W ludzkiej naturze leżą niepowodzenia pełnego przewidywania kryzysów, zanim do nich dojdzie. Teraz zdajemy sobie sprawę, że lepsze planowanie radykalnie zmniejszyłoby wpływ COVID-19. Jest w nas także potrzeba uczenia się i rozwoju oraz zdolność wykorzystanie lekcji z jednego bolesnego doświadczenia w celu zmniejszenia wpływu potencjalnych przyszłych zagrożeń. Prace prowadzone obecnie przez dziesiątki tysięcy specjalistów w dziedzinie analityki przestrzennej kładą podwaliny pod skuteczniejsze reagowanie nie tylko na przyszłe pandemie, ale również na inne kwestie, które stanowią potencjalnie jeszcze większe zagrożenie.

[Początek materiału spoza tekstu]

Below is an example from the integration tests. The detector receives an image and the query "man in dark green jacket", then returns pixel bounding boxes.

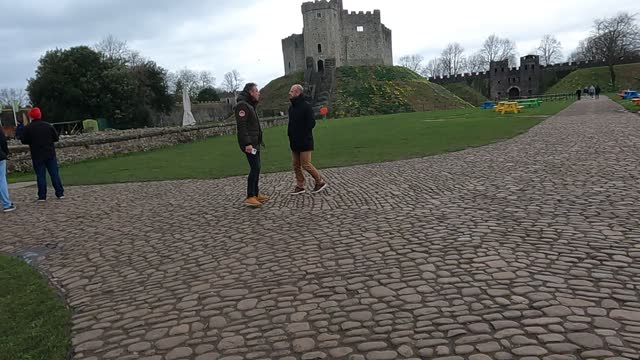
[234,83,269,207]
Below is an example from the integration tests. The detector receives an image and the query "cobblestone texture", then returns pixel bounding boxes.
[0,99,640,360]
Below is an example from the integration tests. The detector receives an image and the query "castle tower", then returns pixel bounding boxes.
[302,0,342,72]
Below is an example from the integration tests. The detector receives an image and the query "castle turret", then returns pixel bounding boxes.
[302,0,342,71]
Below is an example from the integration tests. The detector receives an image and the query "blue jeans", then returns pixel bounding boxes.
[245,151,260,198]
[0,160,12,209]
[33,157,64,200]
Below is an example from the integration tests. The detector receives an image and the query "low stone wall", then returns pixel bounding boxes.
[7,117,287,173]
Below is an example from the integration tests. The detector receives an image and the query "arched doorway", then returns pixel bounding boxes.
[509,86,520,99]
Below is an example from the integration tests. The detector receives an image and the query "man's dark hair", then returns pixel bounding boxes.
[242,83,258,93]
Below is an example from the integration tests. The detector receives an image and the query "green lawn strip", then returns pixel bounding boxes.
[9,102,570,185]
[0,255,71,360]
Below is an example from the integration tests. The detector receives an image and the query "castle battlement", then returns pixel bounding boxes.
[302,0,342,14]
[282,0,393,74]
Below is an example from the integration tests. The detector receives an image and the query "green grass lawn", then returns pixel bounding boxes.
[9,102,570,185]
[0,255,71,360]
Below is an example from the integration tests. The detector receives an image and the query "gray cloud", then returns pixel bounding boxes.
[0,0,637,91]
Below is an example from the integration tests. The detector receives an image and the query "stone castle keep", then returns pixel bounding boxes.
[282,0,393,74]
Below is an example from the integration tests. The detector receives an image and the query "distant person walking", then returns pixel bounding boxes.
[0,126,16,212]
[20,107,64,202]
[287,84,327,195]
[234,83,269,207]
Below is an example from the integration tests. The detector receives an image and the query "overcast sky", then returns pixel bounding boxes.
[0,0,640,88]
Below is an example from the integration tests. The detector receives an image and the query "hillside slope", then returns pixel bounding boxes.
[547,63,640,94]
[258,66,471,117]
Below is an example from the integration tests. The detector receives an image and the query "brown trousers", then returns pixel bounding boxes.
[291,151,322,188]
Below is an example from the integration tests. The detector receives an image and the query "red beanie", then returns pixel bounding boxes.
[29,107,42,120]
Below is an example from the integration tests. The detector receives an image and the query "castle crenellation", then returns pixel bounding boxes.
[428,55,637,98]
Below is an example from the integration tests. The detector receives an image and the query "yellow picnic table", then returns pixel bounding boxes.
[495,101,523,115]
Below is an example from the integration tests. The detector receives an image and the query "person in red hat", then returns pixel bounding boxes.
[20,107,64,202]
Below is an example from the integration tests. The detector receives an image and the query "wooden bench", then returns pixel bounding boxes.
[516,99,542,108]
[495,101,524,115]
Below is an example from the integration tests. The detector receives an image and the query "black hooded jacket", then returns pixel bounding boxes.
[287,95,316,152]
[234,91,262,151]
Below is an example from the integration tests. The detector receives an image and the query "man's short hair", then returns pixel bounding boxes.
[242,83,258,93]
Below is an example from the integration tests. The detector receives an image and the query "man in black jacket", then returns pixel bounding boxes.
[0,126,16,212]
[234,83,269,207]
[287,84,327,195]
[20,107,64,202]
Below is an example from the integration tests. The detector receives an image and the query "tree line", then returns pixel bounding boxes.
[400,12,640,86]
[0,36,243,128]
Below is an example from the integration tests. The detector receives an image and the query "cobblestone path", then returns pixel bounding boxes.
[0,99,640,360]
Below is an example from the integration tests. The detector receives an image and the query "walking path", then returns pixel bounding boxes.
[0,98,640,360]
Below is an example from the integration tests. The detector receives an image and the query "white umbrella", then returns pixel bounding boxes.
[182,89,196,126]
[11,100,20,126]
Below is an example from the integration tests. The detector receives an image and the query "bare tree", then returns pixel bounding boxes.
[568,38,599,62]
[466,53,486,73]
[588,12,640,87]
[422,58,444,77]
[222,69,244,94]
[93,35,130,62]
[480,34,516,70]
[198,70,216,90]
[0,88,29,107]
[536,34,562,65]
[440,43,465,75]
[400,54,424,72]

Zapowiada się, że GIS będzie centralnym elementem globalnej sieci, która potrafi wyczuć zagrożenia, określić ich zasięg i pomóc we wdrażaniu odpowiednich rozwiązań. Zmiany klimatyczne, równowaga ekologiczna i zmniejszona różnorodność biologiczna to takie trzy globalne, egzystencjalne zagrożenia. Wielką, jasną stroną kryzysu COVID-19 jest możliwość wykorzystania wyciągniętych wniosków w jeszcze szerszym zakresie, z ostatecznym i zasadniczym celem, jakim jest osiągnięcie zrównoważonej i pokojowej przyszłości.